Quality Management and Digital Transformation

Chris Nahil
By Chris Nahil on August 25, 2021

Supply chain disruptions, raw material shortages, plant shutdowns and shipping delays continue to reverberate across industries and manufacturers are looking to digital transformation as the way out. They understand its potential to help better manage these challenges to ultimately boost productivity and efficiency, drive growth, and re-emerge from the pandemic stronger and more competitive than ever.

In fact, adoption of digital technologies has accelerated by three to seven years in just months, and according to an IDG Research survey, 59 percent of IT decision makers surveyed say that pressures stemming from the pandemic are accelerating their digital transformation efforts.

At the same time, quality initiatives are gaining significant momentum and for good reason. Unlike the many uncontrollable aspects of the pandemic, one thing manufacturers realize they can control is quality. The benefits of quality management are compelling — enabling organizations to improve their offerings, optimize processes, reduce costly recalls, streamline audits and reporting, and improve batch and process manufacturing workflows.

Can’t Have One Without the Other
The benefits of automated quality management systems also are achieved through digital transformation, enabling improved customer satisfaction and a better brand experience. While both have become essential strategic business initiatives in their own right, they have also become increasingly intertwined, neither really possible without the other. In fact, quality management can be a form of digital transformation. Consider the following examples:

 

  • Cloud-based quality management systems enable companies to guide continuous improvement efforts, define process standards, achieve compliance, and drive other quality initiatives from anywhe
  • Advanced analytics are used to uncover process inefficiencies, drive actionable decision making, identify trends and track quality improvement.
  • Machine learning is increasingly being used to identify product defects on the manufacturing line before they become costly product recalls.

Conversely, quality management initiatives are undoubtedly accelerating and improving the digital transformation process. If an organization is pursuing a shift to the cloud, for example, QMS systems are used to ensure processes are optimized, risks are analyzed, and compliance obligations are met and that this is all done with minimal disruption. While all innovation requires some amount of disruption, and the digital transformation process is inherently disruptive in a positive sense, quality initiatives can come into play. Quality management systems can be used, among other benefits, to train employees on new systems; enable greater collaboration across IT, finance, supply chain and production departments through the ubiquitous access to data; and ensure continuous improvement and measure success of the new technologies.

 

There are several best practices to consider when taking a quality approach to digital transformation.

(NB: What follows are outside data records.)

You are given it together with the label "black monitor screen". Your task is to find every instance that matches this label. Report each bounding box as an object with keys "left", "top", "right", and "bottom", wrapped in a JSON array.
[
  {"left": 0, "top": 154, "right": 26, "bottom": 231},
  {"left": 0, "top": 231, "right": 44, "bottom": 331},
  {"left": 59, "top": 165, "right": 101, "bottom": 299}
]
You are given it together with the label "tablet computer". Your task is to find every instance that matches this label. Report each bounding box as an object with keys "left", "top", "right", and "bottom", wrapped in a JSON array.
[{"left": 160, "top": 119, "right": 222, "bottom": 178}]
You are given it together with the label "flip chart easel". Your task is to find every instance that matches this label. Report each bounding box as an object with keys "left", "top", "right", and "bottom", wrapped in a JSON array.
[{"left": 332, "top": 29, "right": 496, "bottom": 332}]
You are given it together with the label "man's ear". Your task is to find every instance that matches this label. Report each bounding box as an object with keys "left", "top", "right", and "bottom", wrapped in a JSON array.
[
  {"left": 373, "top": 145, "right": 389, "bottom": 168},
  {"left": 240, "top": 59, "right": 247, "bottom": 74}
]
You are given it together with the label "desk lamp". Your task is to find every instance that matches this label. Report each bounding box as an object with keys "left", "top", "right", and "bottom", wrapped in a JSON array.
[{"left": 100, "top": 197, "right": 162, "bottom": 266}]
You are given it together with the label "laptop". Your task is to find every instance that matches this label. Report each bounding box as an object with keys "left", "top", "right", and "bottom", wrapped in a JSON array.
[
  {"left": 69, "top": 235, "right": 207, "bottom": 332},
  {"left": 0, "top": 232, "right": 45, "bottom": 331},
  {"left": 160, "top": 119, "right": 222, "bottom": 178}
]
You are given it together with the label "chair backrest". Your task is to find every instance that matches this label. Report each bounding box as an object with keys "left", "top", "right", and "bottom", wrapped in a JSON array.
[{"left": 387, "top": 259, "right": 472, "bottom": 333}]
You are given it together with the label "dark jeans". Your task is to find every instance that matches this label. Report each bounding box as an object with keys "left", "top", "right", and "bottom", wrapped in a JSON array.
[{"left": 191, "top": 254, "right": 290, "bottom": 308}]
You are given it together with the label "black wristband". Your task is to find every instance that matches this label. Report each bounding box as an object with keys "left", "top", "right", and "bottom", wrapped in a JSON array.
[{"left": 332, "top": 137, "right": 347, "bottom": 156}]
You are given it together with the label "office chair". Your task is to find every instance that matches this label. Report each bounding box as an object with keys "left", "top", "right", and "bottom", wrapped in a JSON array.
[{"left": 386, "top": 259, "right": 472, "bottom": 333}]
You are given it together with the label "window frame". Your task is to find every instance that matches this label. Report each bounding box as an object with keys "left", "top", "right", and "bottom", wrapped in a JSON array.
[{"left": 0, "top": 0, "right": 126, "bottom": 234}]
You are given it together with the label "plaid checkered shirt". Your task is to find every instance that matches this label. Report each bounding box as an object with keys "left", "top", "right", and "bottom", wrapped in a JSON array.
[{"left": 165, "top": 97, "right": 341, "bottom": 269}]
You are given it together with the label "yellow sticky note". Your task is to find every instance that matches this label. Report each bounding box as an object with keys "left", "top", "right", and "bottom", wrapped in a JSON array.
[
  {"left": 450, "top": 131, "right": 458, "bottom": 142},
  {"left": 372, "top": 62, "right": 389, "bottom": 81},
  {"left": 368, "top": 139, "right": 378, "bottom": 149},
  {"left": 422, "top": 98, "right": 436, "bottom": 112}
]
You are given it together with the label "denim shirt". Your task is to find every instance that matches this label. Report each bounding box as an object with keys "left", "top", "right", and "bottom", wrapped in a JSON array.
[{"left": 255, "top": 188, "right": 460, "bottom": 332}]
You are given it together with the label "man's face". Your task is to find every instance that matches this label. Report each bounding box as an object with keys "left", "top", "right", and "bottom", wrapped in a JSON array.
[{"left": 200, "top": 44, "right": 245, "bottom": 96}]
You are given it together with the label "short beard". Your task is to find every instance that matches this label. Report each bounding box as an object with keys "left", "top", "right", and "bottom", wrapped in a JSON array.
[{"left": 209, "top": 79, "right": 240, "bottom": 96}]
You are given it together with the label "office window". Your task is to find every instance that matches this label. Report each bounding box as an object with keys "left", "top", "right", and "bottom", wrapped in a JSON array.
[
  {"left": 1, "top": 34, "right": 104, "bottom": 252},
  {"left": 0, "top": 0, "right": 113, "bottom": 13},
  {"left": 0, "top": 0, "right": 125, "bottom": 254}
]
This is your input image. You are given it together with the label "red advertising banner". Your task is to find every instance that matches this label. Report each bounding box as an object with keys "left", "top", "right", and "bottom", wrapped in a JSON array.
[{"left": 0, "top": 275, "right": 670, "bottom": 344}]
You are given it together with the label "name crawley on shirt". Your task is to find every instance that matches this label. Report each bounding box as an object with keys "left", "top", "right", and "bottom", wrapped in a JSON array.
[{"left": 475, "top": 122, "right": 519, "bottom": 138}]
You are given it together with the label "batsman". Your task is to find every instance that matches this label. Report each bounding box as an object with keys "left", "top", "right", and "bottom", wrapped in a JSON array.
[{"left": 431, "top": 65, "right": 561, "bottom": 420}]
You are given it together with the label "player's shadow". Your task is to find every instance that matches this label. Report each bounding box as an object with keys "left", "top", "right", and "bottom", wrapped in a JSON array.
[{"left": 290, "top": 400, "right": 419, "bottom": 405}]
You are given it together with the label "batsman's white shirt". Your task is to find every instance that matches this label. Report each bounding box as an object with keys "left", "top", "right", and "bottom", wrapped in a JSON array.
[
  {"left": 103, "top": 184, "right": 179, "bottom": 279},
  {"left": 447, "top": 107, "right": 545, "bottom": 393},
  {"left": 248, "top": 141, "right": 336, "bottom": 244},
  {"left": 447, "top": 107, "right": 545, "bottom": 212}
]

  • Embrace a digital-first mindset. Evaluate all aspects of your business in terms of their digital value. Did you develop your own technology solutions to manage your workforce, cut costs or improve the customer experience? Perhaps that same solution can be customized for other areas of your business. Engage representatives from across the organization to identify the hidden digital gems, and then boldly imagine how they can be monetized.
  • Establish a design-thinking mindset. Design thinking takes a people-centric focus to come up with new ways of addressing a problem. Before pursuing any transformation, gather all key stakeholders – from end-users to key staff, business unit heads and management – to discuss needs, frustrations, and goals, and brainstorm digital solutions. Digital transformation is a significant step forward that can be disruptive, and it requires incremental steps before any full-blown implementation.
  • Ensure effective change management. Change can be difficult. Regardless of who does the implementation, the initiative needs to be communicated from the C-suite and address the fears, concerns, and reservations of everyone.
  • Create a data-driven organization. Most digital transformation initiatives today center around data, and a true digital transformer is one that allows the data to take the lead and applies analytics to identify hidden insights. Knowing where the data resides, how it may need to be augmented and how to apply analytics and AI are the first crucial steps to digital transformation success.

The pandemic painted a crystal-clear picture of the critical connections between the people, processes, and technologies that accelerate automation, enhance performance and drive growth. Quality management provides the foundation to produce those powerful insights and improve essential processes for organizations embarking on the path toward digital transformation.

Perhaps instead of asking whether quality drives digital transformation or the other way around, we should be asking how to leverage and align digital technologies and quality initiatives to help you achieve your strategic goals faster.